Clinical Trial Details
— Status: Completed
Administrative data
NCT number |
NCT02562781 |
Other study ID # |
ÖrebroU |
Secondary ID |
|
Status |
Completed |
Phase |
Phase 3
|
First received |
|
Last updated |
|
Start date |
November 2014 |
Est. completion date |
January 2021 |
Study information
Verified date |
March 2021 |
Source |
Örebro University, Sweden |
Contact |
n/a |
Is FDA regulated |
No |
Health authority |
|
Study type |
Interventional
|
Clinical Trial Summary
Patients undergoing vascular surgery are at a significantly high risk of perioperative
cardiovascular, cerebral and renal events compared to those undergoing non-vascular surgery.
This could be because of co-morbidities that are common in this patient group. Additionally,
smoking, which is common in this population, may be a contributing factor.
Oxygen therapy has been used for decades in order to reduce the risk of myocardial infarction
and stroke in patients undergoing vascular surgery and pre-existing co-morbidities in the
belief that increased inspired oxygen increases oxygen delivery to tissues, thereby reducing
the risk for hypoxia and cell death. However, several studies published recently have
questioned the routine use of high inspired oxygen concentration (hyperoxia) to improve
oxygen delivery, specifically in the neonatal period but possibly even following myocardial
infarction. This could be explained by the fact that increasing inspired concentrations of
oxygen cause vasoconstriction in cerebral and coronary arteries, thereby reducing blood flow.
Additionally, increased oxygen causes excessive production of reactive oxygen species (ROS),
and repercussion injury from oxidative stress. The latter can lead to apoptosis (cell death)
in myocardial or cerebral neurons. Despite the high risks of administering oxygen when not
needed, it is routinely used in hospitals all over the world without a doctors prescription.

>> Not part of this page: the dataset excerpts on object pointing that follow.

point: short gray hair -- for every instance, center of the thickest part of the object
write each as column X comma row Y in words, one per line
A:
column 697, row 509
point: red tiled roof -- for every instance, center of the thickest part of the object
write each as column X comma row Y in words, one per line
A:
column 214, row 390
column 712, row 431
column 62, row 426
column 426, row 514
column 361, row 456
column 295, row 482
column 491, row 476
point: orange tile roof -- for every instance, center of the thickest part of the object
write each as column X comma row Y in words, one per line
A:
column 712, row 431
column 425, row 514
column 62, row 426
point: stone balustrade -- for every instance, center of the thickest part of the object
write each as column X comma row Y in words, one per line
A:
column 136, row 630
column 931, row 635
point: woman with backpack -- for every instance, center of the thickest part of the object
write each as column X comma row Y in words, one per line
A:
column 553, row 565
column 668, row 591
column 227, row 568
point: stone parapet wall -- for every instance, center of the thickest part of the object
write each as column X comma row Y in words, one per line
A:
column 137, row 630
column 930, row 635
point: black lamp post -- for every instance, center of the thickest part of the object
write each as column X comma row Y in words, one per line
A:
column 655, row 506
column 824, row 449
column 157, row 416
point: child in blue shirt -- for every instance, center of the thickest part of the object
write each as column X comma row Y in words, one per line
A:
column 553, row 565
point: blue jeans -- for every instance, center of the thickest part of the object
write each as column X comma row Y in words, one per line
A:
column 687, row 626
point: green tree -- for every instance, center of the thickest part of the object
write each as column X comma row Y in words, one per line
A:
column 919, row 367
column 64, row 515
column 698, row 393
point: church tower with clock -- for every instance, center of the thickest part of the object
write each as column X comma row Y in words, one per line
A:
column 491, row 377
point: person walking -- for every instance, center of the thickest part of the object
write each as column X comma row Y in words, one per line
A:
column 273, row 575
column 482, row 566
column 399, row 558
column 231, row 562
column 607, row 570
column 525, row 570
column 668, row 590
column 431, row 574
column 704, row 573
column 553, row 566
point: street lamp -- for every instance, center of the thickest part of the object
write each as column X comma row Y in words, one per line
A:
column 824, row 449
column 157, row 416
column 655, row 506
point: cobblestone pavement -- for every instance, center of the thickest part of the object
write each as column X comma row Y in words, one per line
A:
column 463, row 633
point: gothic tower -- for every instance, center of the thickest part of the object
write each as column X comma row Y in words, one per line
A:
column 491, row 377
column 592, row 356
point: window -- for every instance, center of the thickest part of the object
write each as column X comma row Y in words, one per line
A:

This study aims to assess peri-operative complications up to 1 year following vascular
surgery in patients randomised to receive high inspired oxygen concentration (endpoint: SpO2
98 - 100%) or minimal inspired O2 concentration (endpoint: SpO2 > 90%).
Description:
Oxygen is probably one of the commonest "non-prescription" drug used in the hospital and its
advantage in several situations including carbon monoxide poisoning, central hypoxia and
prior to planned intubation in an acute situation are today well-established and commonly
used. Oxygen has been frowned upon in the resuscitation of newborn babies because of the risk
of retrolental hypoplasia, now well accepted and adopted in clinical practice. Oxygen has
also been traditionally used to increase oxygen carrying capacity in patients presenting with
an acute coronary syndrome (ACS), to reduce surgical site infections (SSI), to ensure
adequate oxygen delivery to tissues in unconscious patients, during cardiac surgery and for
postoperative management, specifically after major surgery. Thus, deliberate use of high
inspiratory oxygen concentrations (e.g., 80% or above) is recommended in the treatment of
specific intoxications, such as with carbon monoxide or cyanide, wherein hyperbaric oxygen
should also be considered. In addition, a high oxygen fraction has been suggested to prevent
adverse outcomes after surgery and anesthesia, including a reduction in wound infections and
postoperative nausea and vomiting (PONV). In critically ill patients, oxygen delivery to the
tissues is often compromised, and supplemental oxygen (e.g., face mask with 10 L oxygen per
min) is commonly administered to patients with pneumonia, sepsis, acute coronary syndrome, or
stroke - in fact, it is estimated that oxygen is given during transport in approximately
one-third of all ambulance journeys.
Several reports published recently have questioned many of the "routine" uses of oxygen and
some evidence even seems to point towards negative outcomes in some of these conditions.
Specifically, excessive oxygen is likely to do more harm than good in the neonatal period,
following cardio-pulmonary resuscitation and likely following acute myocardial infarction.
Prospective, randomised studies on this important use of oxygen in the preoperative string
are, however, lacking in the literature and in view of theoretical risks for hyperoxemia to
several organs, the routine use of high oxygen fractions during the peri-operative phase can
be questioned.
This study aims to assess peri-operative complications up to 1 year following vascular
surgery in patients randomised to receive high inspired oxygen concentration (endpoint: SpO2
98 - 100%) or minimal inspired O2 concentration (endpoint: SpO2 > 90%).